Researchers are strengthening Scottish Gaelic resources – using automatic speech and handwriting recognition to advance Gaelic language technology
EFI supports interdisciplinary and data-driven research which focusses on navigating an increasingly complex future. Lying at the intersection between ethnography, linguistics and data-driven innovation, Dr Will Lamb and his team are creating and refining the world’s first Scottish Gaelic Speech Recognition System.
Automatic Speech Recognition
Automatic Speech Recognition (ASR) technology can be used to translate spoken language into written text. It is used for many purposes in the lives of majority language speakers, for example in subtitling, voice assistant software and dictation services. For minority languages however, these services are often unavailable or inaccurate.
ASR and minority languages
ASR technology needs to be ‘trained’ with real language input to become more accurate. ASR systems analyse spoken language data, for example, audio recordings from native speakers, and learn about its patterns and structures. The more natural language data there is available, the more accurate the ASR technology can become.

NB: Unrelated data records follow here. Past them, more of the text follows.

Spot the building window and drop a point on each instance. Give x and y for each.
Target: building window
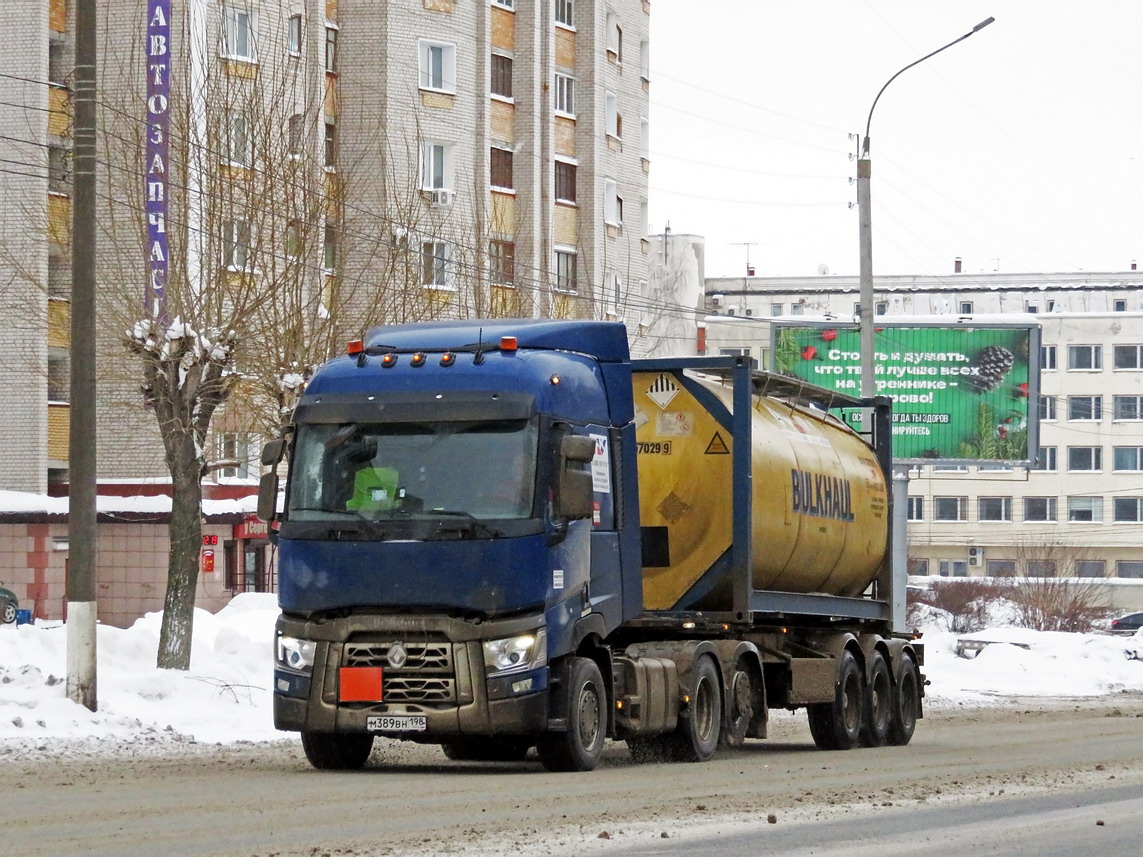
(330, 143)
(502, 75)
(1128, 458)
(953, 568)
(565, 182)
(438, 65)
(612, 115)
(294, 34)
(1085, 458)
(612, 202)
(329, 247)
(502, 262)
(1040, 568)
(237, 245)
(1040, 509)
(236, 453)
(1128, 407)
(1126, 510)
(1090, 568)
(566, 271)
(564, 13)
(1127, 357)
(1085, 510)
(1085, 357)
(238, 33)
(993, 509)
(330, 49)
(501, 168)
(434, 263)
(436, 166)
(916, 509)
(950, 509)
(1128, 568)
(1001, 568)
(296, 135)
(565, 95)
(1085, 407)
(60, 169)
(238, 141)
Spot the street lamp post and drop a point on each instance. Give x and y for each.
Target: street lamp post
(865, 230)
(898, 560)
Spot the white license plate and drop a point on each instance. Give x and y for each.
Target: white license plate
(397, 723)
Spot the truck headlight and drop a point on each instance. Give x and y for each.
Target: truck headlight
(516, 654)
(295, 654)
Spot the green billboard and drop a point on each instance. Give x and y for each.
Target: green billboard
(960, 393)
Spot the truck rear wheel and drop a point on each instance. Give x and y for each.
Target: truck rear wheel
(581, 746)
(337, 751)
(906, 701)
(837, 725)
(696, 737)
(874, 730)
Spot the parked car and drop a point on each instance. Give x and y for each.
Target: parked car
(1129, 623)
(8, 606)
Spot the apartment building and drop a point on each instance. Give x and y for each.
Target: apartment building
(1078, 510)
(367, 162)
(402, 160)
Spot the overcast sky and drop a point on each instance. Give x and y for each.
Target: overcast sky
(1017, 150)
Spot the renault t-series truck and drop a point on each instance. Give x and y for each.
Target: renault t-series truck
(500, 535)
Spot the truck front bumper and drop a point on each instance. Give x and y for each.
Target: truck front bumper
(441, 679)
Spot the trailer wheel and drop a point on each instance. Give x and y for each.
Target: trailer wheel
(487, 749)
(742, 705)
(874, 730)
(837, 725)
(695, 739)
(337, 751)
(581, 746)
(906, 701)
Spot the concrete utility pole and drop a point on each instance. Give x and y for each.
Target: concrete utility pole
(81, 514)
(900, 557)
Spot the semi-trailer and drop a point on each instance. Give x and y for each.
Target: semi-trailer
(497, 535)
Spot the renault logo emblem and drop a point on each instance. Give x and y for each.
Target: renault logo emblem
(397, 656)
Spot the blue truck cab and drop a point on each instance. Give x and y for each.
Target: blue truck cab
(460, 519)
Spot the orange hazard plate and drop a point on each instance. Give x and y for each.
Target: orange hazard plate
(359, 683)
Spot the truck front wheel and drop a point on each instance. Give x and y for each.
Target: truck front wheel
(581, 746)
(337, 751)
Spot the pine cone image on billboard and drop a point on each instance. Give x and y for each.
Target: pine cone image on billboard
(992, 363)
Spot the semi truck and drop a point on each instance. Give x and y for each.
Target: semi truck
(505, 535)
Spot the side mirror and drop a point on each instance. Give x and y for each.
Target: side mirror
(272, 451)
(574, 486)
(268, 496)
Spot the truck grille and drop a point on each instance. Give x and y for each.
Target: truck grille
(425, 677)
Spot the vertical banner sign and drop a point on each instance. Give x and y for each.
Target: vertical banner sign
(158, 105)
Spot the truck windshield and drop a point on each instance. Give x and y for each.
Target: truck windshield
(486, 470)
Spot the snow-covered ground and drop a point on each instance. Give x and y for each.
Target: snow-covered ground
(225, 696)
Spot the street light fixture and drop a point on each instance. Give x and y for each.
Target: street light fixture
(865, 230)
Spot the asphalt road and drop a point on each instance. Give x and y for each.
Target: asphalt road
(1014, 779)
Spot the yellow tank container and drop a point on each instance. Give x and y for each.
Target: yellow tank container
(821, 515)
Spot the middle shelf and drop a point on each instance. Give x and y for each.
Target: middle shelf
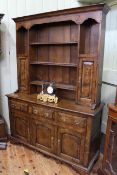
(53, 64)
(58, 85)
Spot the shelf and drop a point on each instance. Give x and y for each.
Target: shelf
(53, 43)
(87, 55)
(53, 64)
(58, 85)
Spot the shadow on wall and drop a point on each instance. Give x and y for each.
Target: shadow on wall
(8, 68)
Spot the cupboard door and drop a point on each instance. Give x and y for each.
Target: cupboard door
(70, 145)
(42, 135)
(23, 74)
(20, 127)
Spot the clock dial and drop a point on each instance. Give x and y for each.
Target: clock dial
(50, 89)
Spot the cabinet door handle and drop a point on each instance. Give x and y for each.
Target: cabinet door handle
(12, 105)
(77, 123)
(58, 140)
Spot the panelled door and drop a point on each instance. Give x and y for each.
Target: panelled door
(42, 135)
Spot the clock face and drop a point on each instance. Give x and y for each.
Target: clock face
(50, 90)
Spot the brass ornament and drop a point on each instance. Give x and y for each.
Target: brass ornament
(47, 98)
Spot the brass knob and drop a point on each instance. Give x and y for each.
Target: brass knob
(46, 114)
(35, 111)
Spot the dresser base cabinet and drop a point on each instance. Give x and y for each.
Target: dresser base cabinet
(67, 134)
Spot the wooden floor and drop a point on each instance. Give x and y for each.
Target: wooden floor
(17, 158)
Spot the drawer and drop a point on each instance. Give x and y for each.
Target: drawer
(42, 112)
(19, 106)
(70, 119)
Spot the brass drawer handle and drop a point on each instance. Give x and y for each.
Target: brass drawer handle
(46, 115)
(58, 140)
(35, 111)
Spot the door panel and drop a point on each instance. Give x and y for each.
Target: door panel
(42, 135)
(20, 127)
(70, 145)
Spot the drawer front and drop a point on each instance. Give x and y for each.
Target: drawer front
(42, 112)
(70, 119)
(21, 106)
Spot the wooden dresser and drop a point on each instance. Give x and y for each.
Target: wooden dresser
(65, 47)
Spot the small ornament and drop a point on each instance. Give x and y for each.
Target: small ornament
(26, 172)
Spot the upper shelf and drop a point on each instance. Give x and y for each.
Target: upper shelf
(53, 64)
(53, 43)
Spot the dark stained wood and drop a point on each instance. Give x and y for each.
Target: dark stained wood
(65, 47)
(1, 16)
(3, 130)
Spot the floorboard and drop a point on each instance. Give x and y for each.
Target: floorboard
(16, 158)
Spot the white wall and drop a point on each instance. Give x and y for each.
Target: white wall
(8, 67)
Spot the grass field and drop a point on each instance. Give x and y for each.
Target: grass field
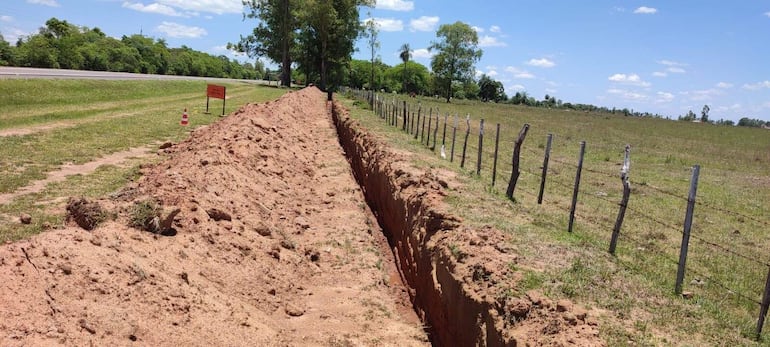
(45, 124)
(727, 262)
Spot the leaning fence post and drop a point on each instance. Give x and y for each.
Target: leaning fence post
(430, 124)
(687, 227)
(577, 186)
(546, 159)
(515, 162)
(454, 133)
(435, 133)
(403, 127)
(765, 304)
(623, 202)
(465, 142)
(481, 142)
(443, 137)
(494, 161)
(417, 126)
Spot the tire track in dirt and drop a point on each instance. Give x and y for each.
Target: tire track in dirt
(273, 246)
(65, 171)
(56, 125)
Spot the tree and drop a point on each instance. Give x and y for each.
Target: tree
(405, 53)
(371, 32)
(275, 36)
(457, 52)
(704, 114)
(6, 52)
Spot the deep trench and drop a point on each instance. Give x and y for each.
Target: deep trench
(405, 208)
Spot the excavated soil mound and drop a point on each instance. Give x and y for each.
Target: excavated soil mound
(274, 246)
(462, 281)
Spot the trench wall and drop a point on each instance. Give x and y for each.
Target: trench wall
(410, 210)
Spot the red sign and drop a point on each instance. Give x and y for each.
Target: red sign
(215, 91)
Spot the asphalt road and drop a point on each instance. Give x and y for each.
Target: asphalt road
(25, 72)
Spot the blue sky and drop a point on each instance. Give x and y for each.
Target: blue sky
(665, 57)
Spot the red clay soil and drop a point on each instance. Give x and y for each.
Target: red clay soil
(293, 258)
(274, 245)
(462, 281)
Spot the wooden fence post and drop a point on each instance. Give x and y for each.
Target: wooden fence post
(465, 142)
(687, 228)
(494, 161)
(577, 186)
(481, 142)
(406, 115)
(417, 126)
(546, 159)
(435, 133)
(430, 124)
(443, 137)
(515, 172)
(454, 133)
(624, 201)
(763, 307)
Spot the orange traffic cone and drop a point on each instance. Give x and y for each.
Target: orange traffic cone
(185, 120)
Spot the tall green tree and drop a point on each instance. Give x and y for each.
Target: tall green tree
(371, 32)
(456, 53)
(405, 53)
(6, 52)
(275, 35)
(328, 32)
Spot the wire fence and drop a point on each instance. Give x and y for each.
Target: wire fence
(490, 150)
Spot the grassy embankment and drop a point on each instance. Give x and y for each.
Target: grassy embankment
(636, 286)
(79, 121)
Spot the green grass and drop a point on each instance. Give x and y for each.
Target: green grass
(78, 121)
(637, 285)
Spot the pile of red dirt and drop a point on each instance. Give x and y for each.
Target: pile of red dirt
(273, 245)
(259, 235)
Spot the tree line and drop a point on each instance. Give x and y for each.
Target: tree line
(62, 45)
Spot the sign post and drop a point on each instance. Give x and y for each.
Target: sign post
(217, 92)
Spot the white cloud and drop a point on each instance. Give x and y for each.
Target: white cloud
(757, 86)
(518, 73)
(646, 10)
(627, 95)
(207, 6)
(51, 3)
(153, 8)
(671, 63)
(664, 97)
(542, 62)
(675, 69)
(702, 95)
(422, 53)
(424, 23)
(632, 79)
(489, 41)
(395, 5)
(178, 30)
(724, 85)
(387, 24)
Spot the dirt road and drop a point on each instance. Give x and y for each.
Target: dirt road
(274, 246)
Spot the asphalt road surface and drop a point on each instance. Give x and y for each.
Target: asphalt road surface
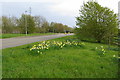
(12, 42)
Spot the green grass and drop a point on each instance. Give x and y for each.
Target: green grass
(69, 62)
(18, 35)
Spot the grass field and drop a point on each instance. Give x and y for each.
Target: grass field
(69, 62)
(18, 35)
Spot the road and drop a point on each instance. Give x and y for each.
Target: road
(12, 42)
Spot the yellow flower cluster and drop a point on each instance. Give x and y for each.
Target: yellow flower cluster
(101, 49)
(45, 45)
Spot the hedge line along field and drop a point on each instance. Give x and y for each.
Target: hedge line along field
(91, 60)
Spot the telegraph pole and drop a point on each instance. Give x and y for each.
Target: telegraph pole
(26, 22)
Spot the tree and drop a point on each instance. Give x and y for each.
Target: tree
(26, 22)
(7, 25)
(97, 22)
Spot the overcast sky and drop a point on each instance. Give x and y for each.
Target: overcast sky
(62, 11)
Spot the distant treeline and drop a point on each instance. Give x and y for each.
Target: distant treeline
(32, 24)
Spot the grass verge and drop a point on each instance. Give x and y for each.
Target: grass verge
(18, 35)
(69, 62)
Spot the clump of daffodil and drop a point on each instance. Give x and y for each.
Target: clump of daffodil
(101, 50)
(46, 45)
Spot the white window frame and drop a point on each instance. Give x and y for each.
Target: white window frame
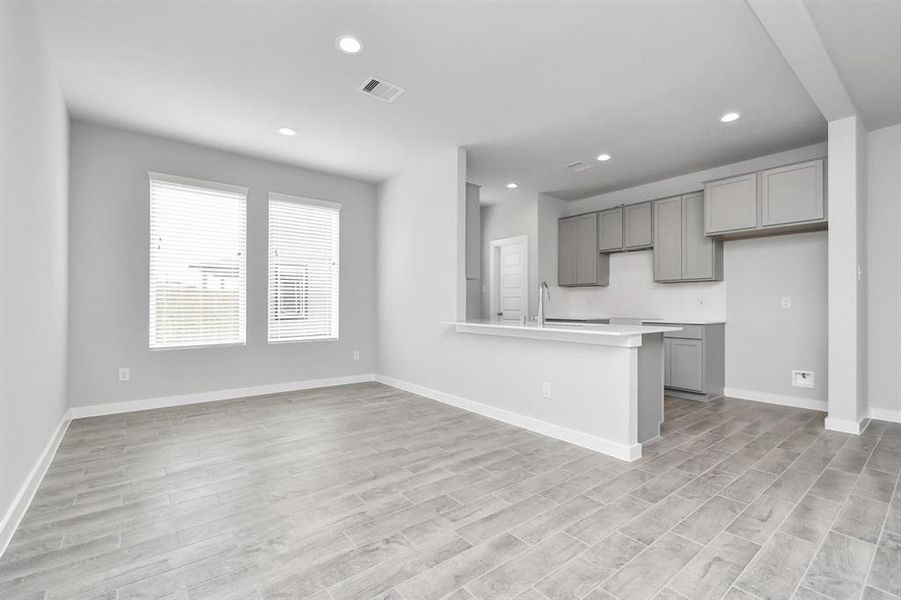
(242, 264)
(273, 299)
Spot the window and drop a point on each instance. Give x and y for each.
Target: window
(303, 269)
(197, 262)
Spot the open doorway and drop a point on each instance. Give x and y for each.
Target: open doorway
(509, 278)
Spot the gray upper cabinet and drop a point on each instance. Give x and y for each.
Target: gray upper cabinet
(610, 230)
(473, 243)
(668, 239)
(731, 204)
(566, 252)
(702, 257)
(637, 230)
(792, 194)
(579, 262)
(781, 200)
(681, 250)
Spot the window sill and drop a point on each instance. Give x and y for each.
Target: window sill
(304, 340)
(199, 347)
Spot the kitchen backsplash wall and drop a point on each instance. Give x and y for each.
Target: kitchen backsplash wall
(633, 293)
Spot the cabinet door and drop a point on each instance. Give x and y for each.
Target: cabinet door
(687, 364)
(792, 194)
(731, 204)
(473, 233)
(667, 357)
(566, 252)
(699, 252)
(668, 239)
(610, 230)
(637, 226)
(587, 249)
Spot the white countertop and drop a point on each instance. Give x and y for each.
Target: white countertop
(610, 335)
(645, 320)
(686, 321)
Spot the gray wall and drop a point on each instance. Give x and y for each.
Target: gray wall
(33, 208)
(108, 300)
(883, 274)
(515, 215)
(764, 341)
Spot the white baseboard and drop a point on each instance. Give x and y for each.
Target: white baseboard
(113, 408)
(23, 498)
(847, 425)
(614, 449)
(885, 414)
(781, 400)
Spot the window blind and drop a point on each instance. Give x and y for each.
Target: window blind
(303, 268)
(197, 262)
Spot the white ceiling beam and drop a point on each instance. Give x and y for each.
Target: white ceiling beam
(790, 27)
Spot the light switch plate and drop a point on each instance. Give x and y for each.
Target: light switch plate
(802, 378)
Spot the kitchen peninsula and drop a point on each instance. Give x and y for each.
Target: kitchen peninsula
(599, 385)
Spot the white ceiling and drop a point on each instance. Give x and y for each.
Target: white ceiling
(526, 86)
(863, 39)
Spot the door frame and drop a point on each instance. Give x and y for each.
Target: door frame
(494, 247)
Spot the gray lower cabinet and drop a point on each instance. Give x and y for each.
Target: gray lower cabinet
(610, 230)
(694, 361)
(578, 261)
(637, 230)
(787, 198)
(681, 250)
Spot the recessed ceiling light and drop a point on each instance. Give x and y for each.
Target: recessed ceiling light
(349, 44)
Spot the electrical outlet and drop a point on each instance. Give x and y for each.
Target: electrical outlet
(802, 378)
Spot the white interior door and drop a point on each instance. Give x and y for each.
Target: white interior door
(510, 278)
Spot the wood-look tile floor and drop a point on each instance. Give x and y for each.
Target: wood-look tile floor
(365, 491)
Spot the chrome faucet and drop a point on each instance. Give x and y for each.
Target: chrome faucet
(543, 290)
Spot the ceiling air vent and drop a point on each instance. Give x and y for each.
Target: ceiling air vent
(577, 166)
(381, 89)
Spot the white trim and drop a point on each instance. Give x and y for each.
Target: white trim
(113, 408)
(604, 446)
(493, 271)
(279, 197)
(892, 415)
(212, 185)
(847, 425)
(23, 498)
(781, 400)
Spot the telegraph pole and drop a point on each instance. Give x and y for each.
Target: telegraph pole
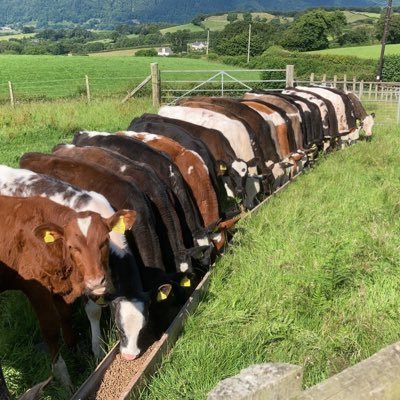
(248, 45)
(384, 38)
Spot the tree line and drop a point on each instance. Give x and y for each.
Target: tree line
(314, 29)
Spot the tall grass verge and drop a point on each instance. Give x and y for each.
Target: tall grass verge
(312, 279)
(38, 127)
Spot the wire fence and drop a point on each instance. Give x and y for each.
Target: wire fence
(175, 84)
(380, 97)
(15, 92)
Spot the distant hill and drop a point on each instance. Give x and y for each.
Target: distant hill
(120, 11)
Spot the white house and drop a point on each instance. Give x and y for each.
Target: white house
(164, 51)
(199, 46)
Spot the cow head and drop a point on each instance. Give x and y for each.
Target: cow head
(130, 316)
(367, 124)
(85, 247)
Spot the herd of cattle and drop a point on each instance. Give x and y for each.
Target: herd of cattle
(134, 219)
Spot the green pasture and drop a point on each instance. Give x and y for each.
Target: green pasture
(355, 17)
(17, 36)
(372, 52)
(312, 279)
(190, 27)
(51, 77)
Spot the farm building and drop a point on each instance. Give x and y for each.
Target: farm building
(164, 51)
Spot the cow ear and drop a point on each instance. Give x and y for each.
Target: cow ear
(163, 292)
(222, 167)
(121, 221)
(49, 233)
(253, 162)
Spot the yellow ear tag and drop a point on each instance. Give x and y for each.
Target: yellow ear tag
(185, 282)
(120, 226)
(161, 296)
(48, 237)
(100, 301)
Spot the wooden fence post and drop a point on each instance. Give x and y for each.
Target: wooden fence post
(87, 88)
(155, 84)
(11, 94)
(361, 89)
(289, 75)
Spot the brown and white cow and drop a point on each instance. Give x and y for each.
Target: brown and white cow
(30, 394)
(215, 117)
(54, 255)
(193, 169)
(366, 120)
(129, 315)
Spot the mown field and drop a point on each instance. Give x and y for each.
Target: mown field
(38, 127)
(370, 52)
(312, 279)
(51, 77)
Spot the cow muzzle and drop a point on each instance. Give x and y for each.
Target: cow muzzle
(97, 287)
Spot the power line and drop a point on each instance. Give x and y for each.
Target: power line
(384, 38)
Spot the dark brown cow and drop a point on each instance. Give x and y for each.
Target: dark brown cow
(193, 170)
(217, 144)
(366, 121)
(168, 224)
(54, 255)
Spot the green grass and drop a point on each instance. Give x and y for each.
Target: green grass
(190, 27)
(38, 127)
(50, 77)
(371, 52)
(353, 16)
(17, 36)
(312, 279)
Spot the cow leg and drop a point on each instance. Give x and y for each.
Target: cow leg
(65, 313)
(93, 311)
(4, 394)
(50, 326)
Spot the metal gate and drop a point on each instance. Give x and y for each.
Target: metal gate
(176, 84)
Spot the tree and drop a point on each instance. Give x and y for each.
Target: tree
(28, 29)
(198, 19)
(247, 17)
(233, 40)
(178, 40)
(394, 29)
(308, 32)
(231, 17)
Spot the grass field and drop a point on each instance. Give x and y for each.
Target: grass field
(372, 52)
(49, 77)
(17, 36)
(38, 127)
(312, 279)
(354, 16)
(189, 27)
(119, 53)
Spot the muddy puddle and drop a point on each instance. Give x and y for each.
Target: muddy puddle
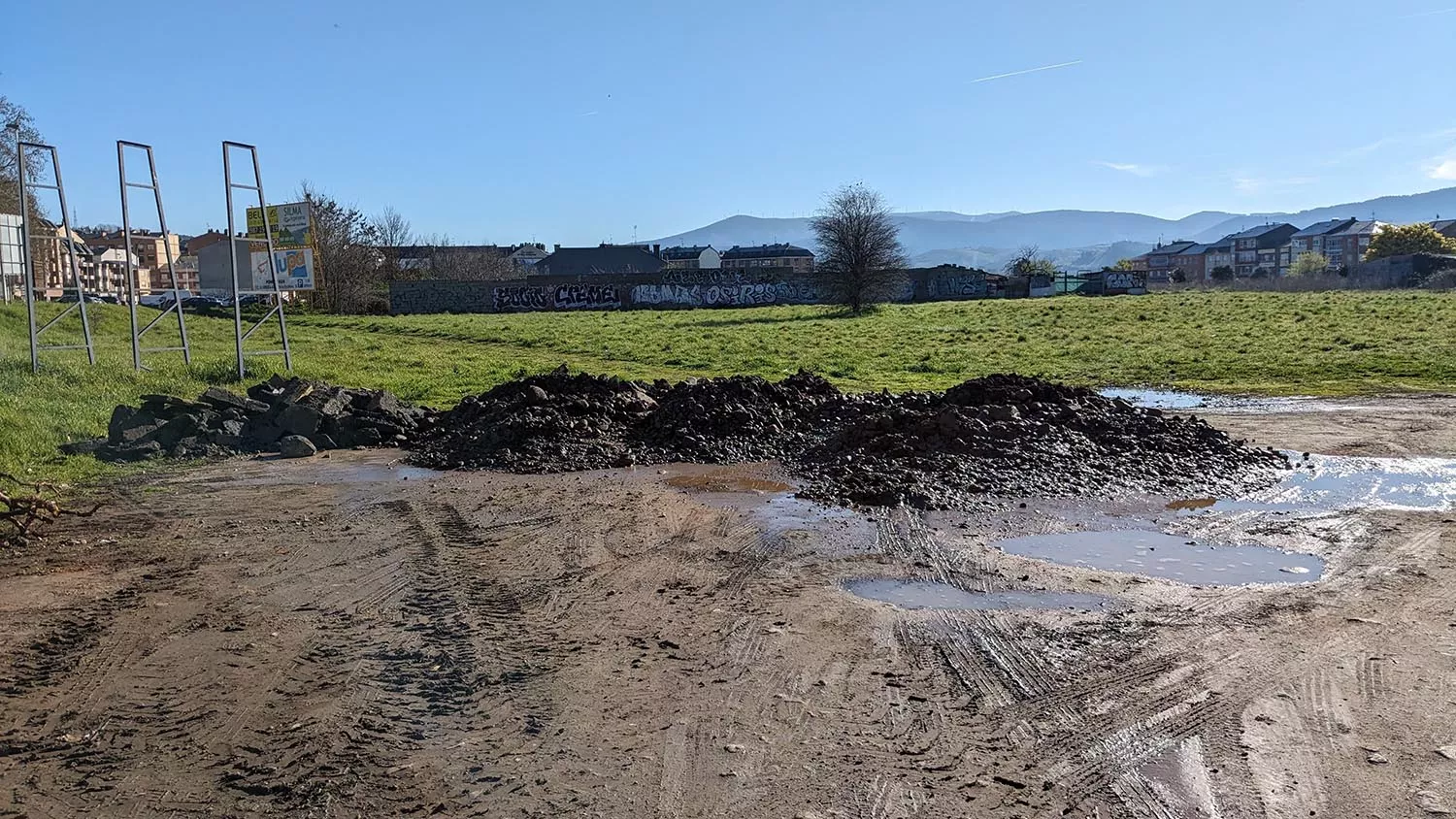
(926, 594)
(724, 483)
(1336, 483)
(338, 470)
(1171, 557)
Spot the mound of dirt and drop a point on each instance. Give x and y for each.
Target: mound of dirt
(1004, 435)
(1021, 437)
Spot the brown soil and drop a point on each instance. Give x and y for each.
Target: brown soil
(343, 638)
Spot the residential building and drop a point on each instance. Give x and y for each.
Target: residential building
(1219, 255)
(150, 247)
(1193, 262)
(197, 244)
(1312, 241)
(1345, 247)
(105, 274)
(1159, 261)
(186, 270)
(693, 258)
(769, 256)
(1257, 250)
(603, 259)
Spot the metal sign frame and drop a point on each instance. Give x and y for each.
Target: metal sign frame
(273, 264)
(29, 258)
(137, 332)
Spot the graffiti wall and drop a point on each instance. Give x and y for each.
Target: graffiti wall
(680, 288)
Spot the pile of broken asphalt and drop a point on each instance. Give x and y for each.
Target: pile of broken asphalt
(999, 435)
(290, 416)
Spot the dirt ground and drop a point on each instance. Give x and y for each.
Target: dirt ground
(347, 638)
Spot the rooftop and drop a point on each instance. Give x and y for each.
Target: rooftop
(765, 252)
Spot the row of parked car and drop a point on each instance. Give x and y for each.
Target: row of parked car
(162, 302)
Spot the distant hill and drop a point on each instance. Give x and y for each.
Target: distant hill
(1077, 239)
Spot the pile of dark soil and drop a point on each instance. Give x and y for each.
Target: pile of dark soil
(1021, 437)
(1002, 435)
(290, 416)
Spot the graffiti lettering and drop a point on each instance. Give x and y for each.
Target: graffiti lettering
(507, 299)
(585, 296)
(970, 284)
(725, 276)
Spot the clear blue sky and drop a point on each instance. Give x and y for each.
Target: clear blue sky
(574, 121)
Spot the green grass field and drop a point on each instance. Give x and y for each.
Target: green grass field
(1222, 343)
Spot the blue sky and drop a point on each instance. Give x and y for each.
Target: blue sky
(579, 122)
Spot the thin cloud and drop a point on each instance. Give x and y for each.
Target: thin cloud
(1133, 168)
(1251, 185)
(1427, 14)
(1027, 72)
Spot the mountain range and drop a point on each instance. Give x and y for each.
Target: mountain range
(1072, 239)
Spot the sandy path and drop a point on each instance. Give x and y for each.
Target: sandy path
(325, 639)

For majority languages such as English there is a wealth of ‘real world’ language data available, for example, from literature, television, news and radio. This data can be used for training an increasingly accurate ASR system. But for minority languages such as Scottish Gaelic there is usually less of this data available. This means that ASR systems for minority languages struggle to reach the high levels of accuracy that are possible for majority languages.
ASR and Scottish Gaelic
In comparison with other minority languages, Scottish Gaelic has a surprising level of language technology available. Over the past 10 years, researchers have developed a Scottish Gaelic handwriting recogniser to help transcribe handwritten manuscripts into digital text and a speech recogniser to transcribe audio files and an ‘aligner’ to create timestamps for the audio represented by the transcription.
Through the process of building the Scottish Gaelic handwriting recogniser, Dr Will Lamb and his team were able to create a database of natural language data which could be used to train ASR technology for Scottish Gaelic. One use of this has been for applying Gaelic subtitles to programmes for MG ALBA, a Gaelic media outlet.
The future of ASR and Scottish Gaelic
Improving the accuracy of ASR systems for Scottish Gaelic is important for multiple reasons. Accurate automatic subtitling in Scottish Gaelic will enable native speakers and language learners to use Gaelic media to maintain and develop their language skills. It will also make Gaelic programming more accessible to d/Deaf audiences.
Improved ASR technology could also be used to improve dictation services, which allow spoken language to be converted into text automatically by a web tool. This could be used to support children with learning difficulties in school.
Building accurate ASR technology for Scottish Gaelic is important for supporting native speakers and language learners. It can also help document and revitalise Scottish Gaelic as a minority language, support its use and encourage the development of useful resources for language learners.
“One of the aims of EFI is to address the challenges and opportunities posed by data driven innovation in the Arts, Humanities and Social Sciences. Will’s project is an excellent example of how computer-based technology and digital methods can be applied in to the study of human culture”Professor Melissa Terras, Research Director (EFI)
Professor William Lamb is an EFI Research Affiliate and Personal Chair in Gaelic Ethnology and Linguistics. His research interests lie within Scottish oral tradition, Gaelic linguistics, and Natural Language Processing. His work is linked with EFI’s Creative Industries theme which supports work which links data-driven methods with creative and heritage industries.
Dr Beatrice Alex is Senior Lecturer and Chancellor’s Fellow at EFI and LLC. She leads the Edinburgh Language Technology Group and the Clinical NLP Group. Her research focuses on text mining and natural language processing to extract information from raw text.
The investigators would like to thank Michael Bauer, Lucy Evans and Dr Mark Sinclair for their contributions to this work.
This work has been supported by the Arts and Humanities Research Council [grant number AH/W001934/1], the Soillse Research Fund and DDI/SFC. Collaborators and partners include: Am Faclair Beag, Ceòlas Uibhist Ltd, European Ethnological Research Centre, Grace Note Publications, Guthan nan Eilean / Island Voices, LearnGaelic (MG Alba), National Folklore Collection (University College Dublin), Ruairidh MacIllEathain, Sabhal Mòr Ostaig, The National Library of Scotland, The School of Scottish Studies Archives, Tobar an Dualchais / Kist o Riches, University of the Highlands and Islands and Prof Wilson McLeod.
The work has also been supported by the Data Driven Innovation network, which supports research innovation at the intersection between academic disciplines and real-world challenges.